The first equipment he used was “terrible” and he started to tinker and develop different designs for sledges. He was moving around in a wheelchair he made himself at the dedication ceremony Thursday. He wanted to elevate the sport to attract more elite athletes to the game.
The original sledge had large metal tubes under the seat that ran on the ice. “You couldn’t turn or anything,” he said, with those runners and the sledges weight upwards of 50 pounds. The runners were also set wide apart which made turning difficult. “I thought of bringing the blades in and using hockey blades,” which allowed for more mobility on the ice and, “makes it a much more exciting game.” It took, he said, about 10 years to develop his sledge concept and that design concept is still used today.
Once he had the sledge figured out, he turned his attention to the stick. Initially the sticks were just broken or cut down hockey sticks. “All you could do at the time was push the puck along the ice.” The angle of the blade works for skaters standing up, it doesn’t work for a player much lower to the ice with the stick at a different angle. Mulvihill decided that wasn’t good enough. He wanted a stick with a blade that was flatter to the ice so a shooter could lift the puck. “To turn it from a two-dimensional game to a three-dimensional game.”

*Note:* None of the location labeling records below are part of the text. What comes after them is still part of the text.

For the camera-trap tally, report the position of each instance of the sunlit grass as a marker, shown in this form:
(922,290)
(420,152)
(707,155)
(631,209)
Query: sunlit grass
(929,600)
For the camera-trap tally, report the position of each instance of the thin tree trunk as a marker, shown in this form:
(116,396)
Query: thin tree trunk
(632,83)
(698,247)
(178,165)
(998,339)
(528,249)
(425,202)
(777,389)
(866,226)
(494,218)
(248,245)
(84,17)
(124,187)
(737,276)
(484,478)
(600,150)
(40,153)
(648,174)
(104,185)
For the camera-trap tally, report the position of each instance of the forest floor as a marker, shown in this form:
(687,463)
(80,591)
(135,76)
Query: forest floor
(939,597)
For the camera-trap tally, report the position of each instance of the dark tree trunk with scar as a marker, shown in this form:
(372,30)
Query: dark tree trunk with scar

He started by cutting the heel off a traditional hockey stick to flatten the angle. That also cut off part of the blade, which didn’t work well. Next he developed templates of a flatter stick design, cutting those out and creating new stick angles to the ice. He wrapped the blade in fibreglass mesh to make it stronger. “It’s just the progression over the years of coming up with new ideas to make the equipment better.”